What I Have Learned Since The Start of My Quarantine (Part 1)

Quarantine, for me, has been going on since March 20. That equates to almost seven full months of being stuck at home with a full house of my family members, too much free time to think, and not enough to do. But every month, there was one momentous event that helped me learn something valuable and, over time, I have come to appreciate, even if the event wasn’t the happiest it could have been. So, here is one thing I learned every month of quarantine (so far) … 

March

Nothing much happened in the last 11 days of March. During the first couple of weeks of quarantine, I was mainly pressed at the community college I was attending because the county had only ten cases and the school decided to have classes online. Ten cases? I know, it sounds silly, but the decision to close was valid to me. Ten cases were a concern because my county is very congested together, with almost all cities one to thirty minutes away. We also have one town on the border and many with a large interstate running through them. We get traffic from other states, plus Mexico, meaning the college and K-12 schools get students from all over. 
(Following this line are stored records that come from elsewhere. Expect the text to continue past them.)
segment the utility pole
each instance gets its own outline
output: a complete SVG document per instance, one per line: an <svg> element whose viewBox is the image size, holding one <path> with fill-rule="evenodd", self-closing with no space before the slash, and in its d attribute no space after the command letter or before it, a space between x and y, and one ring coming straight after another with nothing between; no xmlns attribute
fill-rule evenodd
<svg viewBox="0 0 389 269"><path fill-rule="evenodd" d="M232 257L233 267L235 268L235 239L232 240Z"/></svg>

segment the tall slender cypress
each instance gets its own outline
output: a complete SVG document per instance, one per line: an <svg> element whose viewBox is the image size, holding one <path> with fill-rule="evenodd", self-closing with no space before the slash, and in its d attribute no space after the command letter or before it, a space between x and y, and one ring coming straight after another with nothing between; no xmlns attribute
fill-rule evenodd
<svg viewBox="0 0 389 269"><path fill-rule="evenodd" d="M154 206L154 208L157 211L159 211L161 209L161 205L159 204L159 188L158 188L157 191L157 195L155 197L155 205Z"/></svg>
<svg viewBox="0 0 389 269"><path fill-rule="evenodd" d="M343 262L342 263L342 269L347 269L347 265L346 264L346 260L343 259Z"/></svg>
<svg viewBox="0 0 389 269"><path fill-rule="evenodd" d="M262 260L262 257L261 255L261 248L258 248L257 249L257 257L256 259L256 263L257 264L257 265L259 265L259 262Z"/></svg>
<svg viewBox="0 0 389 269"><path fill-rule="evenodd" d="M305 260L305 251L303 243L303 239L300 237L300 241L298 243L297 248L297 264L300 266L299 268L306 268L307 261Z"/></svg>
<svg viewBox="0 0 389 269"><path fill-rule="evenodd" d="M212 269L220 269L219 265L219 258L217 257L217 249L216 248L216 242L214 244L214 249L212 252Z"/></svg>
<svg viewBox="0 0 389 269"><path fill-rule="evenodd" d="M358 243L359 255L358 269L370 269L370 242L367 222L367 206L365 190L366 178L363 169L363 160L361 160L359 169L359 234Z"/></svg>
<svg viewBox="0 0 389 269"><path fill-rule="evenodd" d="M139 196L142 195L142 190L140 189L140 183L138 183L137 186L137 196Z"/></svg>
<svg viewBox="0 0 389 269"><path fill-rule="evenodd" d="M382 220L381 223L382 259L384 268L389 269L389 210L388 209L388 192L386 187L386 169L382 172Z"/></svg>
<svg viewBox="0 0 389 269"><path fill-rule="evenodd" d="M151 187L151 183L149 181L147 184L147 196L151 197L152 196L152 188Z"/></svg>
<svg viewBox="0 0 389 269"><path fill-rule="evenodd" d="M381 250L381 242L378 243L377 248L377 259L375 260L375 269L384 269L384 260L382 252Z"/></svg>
Feeling valid and safe, I went from being a busy bee, all day every day, to being stuck at home 24/7. My younger siblings and close cousins were quickly kept home as well, along with my mom who works at the college. So, I was soon stuck with 10 people in my house all day, and for the first week of quarantine, nothing to do. 

All professors and staff members were trained for online work and school during the first week, leaving the almost 9,000 students waiting for some message of class continuing. During that time, I really had to learn how to not do anything.

The Lalastack Of Old Books And Glasses Her Campus Media

I’ve always been a busy bee. I had a full schedule, I worked at the college’s library, I did many extracurriculars and I always made time for hangouts or study sessions with my friends. So, in that first week of doing nothing and not feeling safe to see my friends in person, I had to learn to deal with this new life.

I cried from being sad about my lost opportunities and my final days at my community college, a place that had changed me for the better. I cried for my youngest sibling because they were graduating from middle school and would miss their first graduation ceremony. I extra-cried for my other sibling, who was graduating from high school and going to miss out on the many senior events that I got to take advantage of. I cried for all of us because we were going to miss out on the feeling of starting a new school and the excitement and fear attached to it.

Basically, I cried a lot. But that and journaling really helped me accept this new life we’d be living and realize those opportunities are gone and wouldn’t affect my life in any other way. Now, I just had to go out and look for new ones.

Pexels / Lisa Fotios April

So, I totally did the whole Quarantine Haircut in April. But! I swear I had been thinking about cutting my hair since the beginning of last year.

I have naturally curly hair and had only had it short twice in my life: as a child and in middle school when I donated 11 inches of my hair. As a child, my mom did my hair every day with little fake flowers or scrunchies. But in middle school, I was an awkward 12-year-old with no idea how to deal with curly hair and no phone to look up how-tos on YouTube yet. From the time I was 12 to the time I was 19, I had grown out my hair and had done her dirty. I put heat on my hair constantly because I really didn’t know how to love my hair and all of its mess, so the ends were dry and split and not curly. I look at pictures from last year and am still shocked that people let me out of the house with hair like that! Really, I let myself out of the house like that because I never wanted to cut it because I was so attached to my long hair. Short hair scared me.

But last year, around summertime, I thought I would finally cut my hair. I had one issue though: I was going to be in a pageant in January and wanted lots of hair to play with. 

I won’t go too deep into the pageant because that’s not what this article is about. It was fun, but looking back, I never took the opportunity to let my curls down and show my natural side and I regret that now. 

Anyway, I totally mulled over cutting my hair for months after the pageant. My friends said I should do it. I knew how to deal with curly hair. I was just stuck being so attached to my long hair because I thought that was the only thing that made me feel beautiful. But one night, I finally did it.

Let me set the scene for you. It’s April 8 and two in the morning (I’m a night owl so these late-night shenanigans are going to be a running theme, sorry!). I have only my Christmas lights on as well a ring light with the only mirror I own in front of me. I had taken a shower, so my curls were soaked and ready to go. I was shaking but I was determined to just get it done! I wanted my healthy curl back. I wanted to stop feeling like my long, curly hair was the only thing that made me beautiful! Brad Mondo, please don’t judge me for what I’m about to say if you ever read this, but I took my regular scissors that I use for everything, put my hair in two ponytails, and cut them off. 

AAAH!

My heart was racing. I hadn’t told anyone I was doing this. What would everyone say? What would I feel like with short, curly hair?

Honestly, I loved it!

Gosh, I felt silly that I had been so nervous. The curls immediately felt soft and coiled up like I hadn’t seen in years! I definitely did not and do not regret that decision!

So, cut your hair if you want! Bleach it! Dye it! You might love it! You might hate it, but if you really want to, then do it. It grows back anyway!